Total RNA was isolated from control (uninfected) and HSV-1-infected
(m.o.i. = 1.0) smooth muscle cells at the indicated time points
(10, 30, 60, and 120 min of HSV-1 infection). Northern blots were
hybridized with P-labeled LDL receptor cDNA. Histograms
represent densitometric scanning of the LDL receptor mRNA band
normalized to mRNA of GAPDH and are expressed as a percentage of
control. Insets are the respective autoradiograms with LDL
receptor and GAPDH bands labeled and indicated with an arrow. B, HSV-1 infection induces LDL receptor gene promoter
activity. Smooth muscle cells were transfected by the calcium phosphate
method with LDLRP-Luc, a plasmid luciferase construct consisting of the
promoter region from human LDL receptor gene in plasmid Luc containing
the luciferase gene. Cells were infected with HSV-1 (m.o.i. =
1.0) or stimulated with PMA (100 nM) as a positive control.

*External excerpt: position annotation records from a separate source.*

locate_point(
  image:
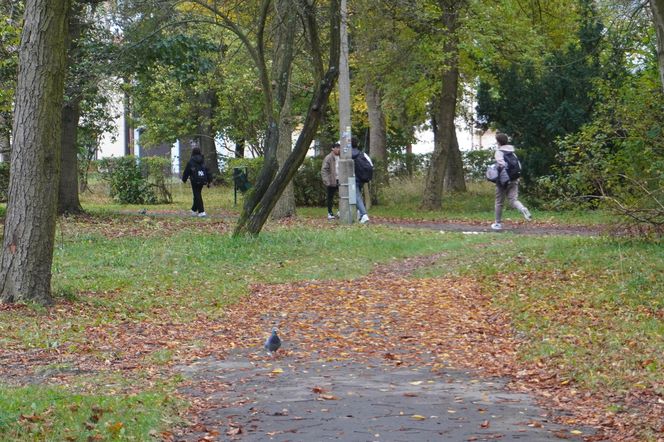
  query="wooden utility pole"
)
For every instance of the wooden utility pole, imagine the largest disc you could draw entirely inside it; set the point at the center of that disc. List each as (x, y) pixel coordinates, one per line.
(347, 201)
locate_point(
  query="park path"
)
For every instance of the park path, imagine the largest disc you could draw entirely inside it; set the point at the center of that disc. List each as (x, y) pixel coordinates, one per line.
(380, 358)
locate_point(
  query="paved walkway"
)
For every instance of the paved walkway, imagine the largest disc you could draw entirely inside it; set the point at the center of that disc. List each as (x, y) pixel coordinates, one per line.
(283, 399)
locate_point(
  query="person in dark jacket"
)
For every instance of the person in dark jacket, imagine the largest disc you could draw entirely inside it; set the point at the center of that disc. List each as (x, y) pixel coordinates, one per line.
(199, 176)
(359, 183)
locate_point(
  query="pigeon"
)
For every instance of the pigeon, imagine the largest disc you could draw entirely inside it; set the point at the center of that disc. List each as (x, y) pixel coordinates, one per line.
(273, 343)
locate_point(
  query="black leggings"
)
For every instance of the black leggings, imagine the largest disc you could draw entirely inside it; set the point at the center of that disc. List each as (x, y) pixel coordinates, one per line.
(197, 190)
(330, 198)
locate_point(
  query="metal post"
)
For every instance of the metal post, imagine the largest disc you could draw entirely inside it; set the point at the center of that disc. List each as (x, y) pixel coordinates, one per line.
(347, 207)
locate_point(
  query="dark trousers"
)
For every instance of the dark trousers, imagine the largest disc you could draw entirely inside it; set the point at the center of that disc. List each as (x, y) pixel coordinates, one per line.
(331, 191)
(197, 190)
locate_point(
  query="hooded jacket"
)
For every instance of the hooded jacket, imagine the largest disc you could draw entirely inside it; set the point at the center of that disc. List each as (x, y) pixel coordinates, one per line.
(195, 162)
(503, 177)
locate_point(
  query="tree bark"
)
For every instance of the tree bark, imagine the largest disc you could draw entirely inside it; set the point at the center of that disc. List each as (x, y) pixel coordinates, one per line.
(4, 139)
(269, 187)
(444, 111)
(455, 180)
(285, 207)
(657, 7)
(377, 125)
(68, 197)
(29, 234)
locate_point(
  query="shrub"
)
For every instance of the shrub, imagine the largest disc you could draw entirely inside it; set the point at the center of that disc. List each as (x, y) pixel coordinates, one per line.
(137, 180)
(308, 185)
(617, 160)
(251, 165)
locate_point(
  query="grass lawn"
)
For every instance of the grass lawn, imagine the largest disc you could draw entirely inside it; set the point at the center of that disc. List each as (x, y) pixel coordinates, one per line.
(592, 308)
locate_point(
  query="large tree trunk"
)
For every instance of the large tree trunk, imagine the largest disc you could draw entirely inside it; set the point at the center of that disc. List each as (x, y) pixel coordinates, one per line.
(377, 131)
(444, 112)
(269, 187)
(285, 207)
(657, 7)
(68, 200)
(27, 245)
(377, 125)
(454, 176)
(4, 139)
(68, 197)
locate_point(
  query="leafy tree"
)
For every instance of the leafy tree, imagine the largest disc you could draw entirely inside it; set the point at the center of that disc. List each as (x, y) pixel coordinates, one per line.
(536, 105)
(10, 13)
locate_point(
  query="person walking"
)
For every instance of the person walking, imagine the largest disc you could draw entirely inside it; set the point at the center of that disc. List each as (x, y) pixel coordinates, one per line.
(330, 175)
(198, 175)
(507, 184)
(363, 174)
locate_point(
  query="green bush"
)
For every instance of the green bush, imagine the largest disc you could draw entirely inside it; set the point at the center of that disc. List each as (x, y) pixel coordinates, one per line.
(137, 180)
(251, 165)
(616, 161)
(308, 184)
(4, 181)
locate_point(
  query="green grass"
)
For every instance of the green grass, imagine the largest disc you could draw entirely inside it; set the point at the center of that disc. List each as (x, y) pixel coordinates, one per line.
(404, 197)
(39, 413)
(590, 306)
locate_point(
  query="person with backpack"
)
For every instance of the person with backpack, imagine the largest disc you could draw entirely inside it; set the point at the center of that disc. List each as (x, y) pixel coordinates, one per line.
(507, 184)
(363, 174)
(330, 175)
(199, 176)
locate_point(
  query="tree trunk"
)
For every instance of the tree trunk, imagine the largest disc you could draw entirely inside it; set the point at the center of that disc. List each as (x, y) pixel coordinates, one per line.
(239, 148)
(285, 207)
(454, 176)
(269, 187)
(377, 125)
(657, 7)
(377, 135)
(444, 112)
(68, 198)
(4, 139)
(29, 234)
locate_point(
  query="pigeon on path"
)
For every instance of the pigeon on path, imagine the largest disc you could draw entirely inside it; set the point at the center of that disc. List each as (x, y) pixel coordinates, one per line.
(273, 343)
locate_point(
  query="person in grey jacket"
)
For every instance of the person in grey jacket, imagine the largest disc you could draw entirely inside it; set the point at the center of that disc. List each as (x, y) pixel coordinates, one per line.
(504, 186)
(330, 175)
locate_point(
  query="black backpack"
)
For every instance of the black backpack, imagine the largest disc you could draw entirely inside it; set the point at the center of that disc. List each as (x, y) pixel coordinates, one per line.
(513, 165)
(198, 174)
(363, 168)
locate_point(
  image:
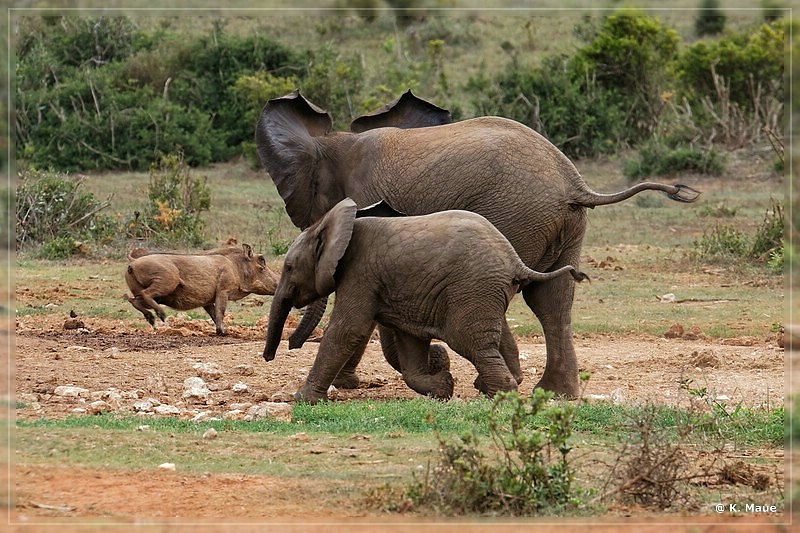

The luciferase activities of transfected cells were measured at the
indicated times. Data derived from the HSV-1 group and PMA-treated
group that are significantly (p < 0.05) different from the
control group are indicated by (*). Data are expressed as the mean of
quadruplicate wells ± S.E. and are representative of four
separate experiments.
Since increased de novo cholesterol biosynthesis can also contribute to the increased mass of cholesterol in HSV-1-infected cells, we tested the hypothesis that HSV-1 infection altered the activity of HMG-CoA reductase. HSV-1 modestly increased HMG-CoA reductase activity relative to uninfected cells (Fig. 3A). This was reflected in a significant increase in HMG-CoA reductase mRNA in infected cells when compared to control cells (Fig. 3B). As expected, HMG-CoA reductase activity and its mRNA level are markedly reduced in both infected and control cells in the presence of 25-hydroxycholesterol and mevalonic acid (Fig. 3, A and B). However, in the presence of 25-hydroxycholesterol and mevalonic acid, there was a significant increase in HMG-CoA reductase activity and its mRNA level in HSV-1-infected cells relative to uninfected cells (Fig. 3, A and B).
Figure 3:
A, effects of HSV-1 Infection on activity
of HMG-CoA reductase in smooth muscle cells. Smooth muscle cells were
grown to 95% confluence in Medium 199 containing 10% fetal calf serum.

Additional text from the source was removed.